Auch Innenministerin Johanna Mikl-Leitner (ÖVP) forderte eine bessere Koordination und kritisierte "Defizite im Informationsaustausch zwischen Polizei und den Nachrichtendiensten". Dieser Austausch sei vor allem auch wichtig, um Finanzströme bzw. die Finanzierung zu stoppen. Im Bereich der Kriminalitätsbekämpfung funktioniere die EU-Koordination laut Mikl-Leitner "sehr gut", vor allem im Kampf gegen den Terror gebe es aber "Luft nach oben".
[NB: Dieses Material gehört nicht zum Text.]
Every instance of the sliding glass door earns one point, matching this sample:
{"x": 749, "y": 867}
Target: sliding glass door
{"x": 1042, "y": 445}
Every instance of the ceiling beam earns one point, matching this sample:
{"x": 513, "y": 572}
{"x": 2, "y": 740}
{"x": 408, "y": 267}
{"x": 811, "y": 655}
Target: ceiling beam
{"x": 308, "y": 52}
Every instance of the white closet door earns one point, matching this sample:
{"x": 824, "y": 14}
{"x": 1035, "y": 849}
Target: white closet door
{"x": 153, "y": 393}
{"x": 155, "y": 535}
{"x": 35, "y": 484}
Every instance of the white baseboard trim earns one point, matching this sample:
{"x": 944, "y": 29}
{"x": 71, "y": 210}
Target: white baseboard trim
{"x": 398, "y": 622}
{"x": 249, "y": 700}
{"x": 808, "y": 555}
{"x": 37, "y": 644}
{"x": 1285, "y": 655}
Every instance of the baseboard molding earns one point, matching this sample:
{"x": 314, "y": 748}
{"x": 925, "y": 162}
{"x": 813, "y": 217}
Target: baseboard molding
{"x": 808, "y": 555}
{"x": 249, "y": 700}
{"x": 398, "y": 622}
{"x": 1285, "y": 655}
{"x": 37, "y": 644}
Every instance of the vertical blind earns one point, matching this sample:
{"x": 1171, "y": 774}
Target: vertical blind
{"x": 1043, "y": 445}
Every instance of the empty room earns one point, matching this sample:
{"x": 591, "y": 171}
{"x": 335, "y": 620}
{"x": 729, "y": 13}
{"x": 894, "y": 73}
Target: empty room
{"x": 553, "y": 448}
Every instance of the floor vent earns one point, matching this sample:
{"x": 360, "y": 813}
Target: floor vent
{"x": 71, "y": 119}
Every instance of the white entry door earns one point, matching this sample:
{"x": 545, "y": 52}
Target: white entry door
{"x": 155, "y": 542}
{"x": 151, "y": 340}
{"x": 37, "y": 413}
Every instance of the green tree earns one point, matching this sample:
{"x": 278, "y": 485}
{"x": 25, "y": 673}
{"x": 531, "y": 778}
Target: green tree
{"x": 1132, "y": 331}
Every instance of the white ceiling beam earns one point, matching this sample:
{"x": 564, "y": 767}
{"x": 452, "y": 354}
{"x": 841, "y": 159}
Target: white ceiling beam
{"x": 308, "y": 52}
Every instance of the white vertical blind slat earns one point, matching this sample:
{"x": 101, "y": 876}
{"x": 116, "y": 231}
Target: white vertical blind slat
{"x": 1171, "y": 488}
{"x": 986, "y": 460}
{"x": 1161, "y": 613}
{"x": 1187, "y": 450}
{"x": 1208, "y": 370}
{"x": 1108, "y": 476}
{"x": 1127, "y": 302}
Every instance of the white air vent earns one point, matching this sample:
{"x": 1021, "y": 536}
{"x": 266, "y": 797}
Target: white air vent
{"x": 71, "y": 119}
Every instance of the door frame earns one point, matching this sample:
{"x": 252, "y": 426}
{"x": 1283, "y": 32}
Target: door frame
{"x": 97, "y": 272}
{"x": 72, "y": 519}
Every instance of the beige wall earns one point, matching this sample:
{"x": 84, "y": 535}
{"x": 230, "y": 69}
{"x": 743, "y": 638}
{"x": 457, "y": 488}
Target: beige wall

Bekämpfung der Terrorfinanzierung
Justizminister Wolfgang Brandstetter (ÖVP) fordert einen stärkeren Fokus auf die Bekämpfung der Terrorismusfinanzierung. Österreich habe bereits sehr strenge Strafen gegen die Finanzierung von Terrorismus, sagte Brandstetter am Freitag in Brüssel. "Wer auch immer dem IS Öl abkauft, unterstützt den Terrorismus", sagte Brandstetter. Zur Bekämpfung der Radikalisierung muslimischer Jugendlicher hätten sich die EU-Justizminister bereits verständigt. Hier gelte es, sich besser zu koordinieren und voneinander zu lernen. Das Phänomen sei zu vielfältig, es gebe "keine Patentrezepte".
Frankreich hatte das Sondertreffen der EU-Innen- und Justizminister nach den Anschlägen von Paris vom vergangenen Freitag beantragt. Mehrere Gruppen von Attentätern hatten in einem Konzertsaal, in Lokalen sowie in der Nähe eines Fußballstadions 129 Menschen getötet. Mehrere der aus Frankreich und Belgien stammenden Täter sollen zeitweise in Syrien gewesen und dann nach Europa zurückgekehrt sein.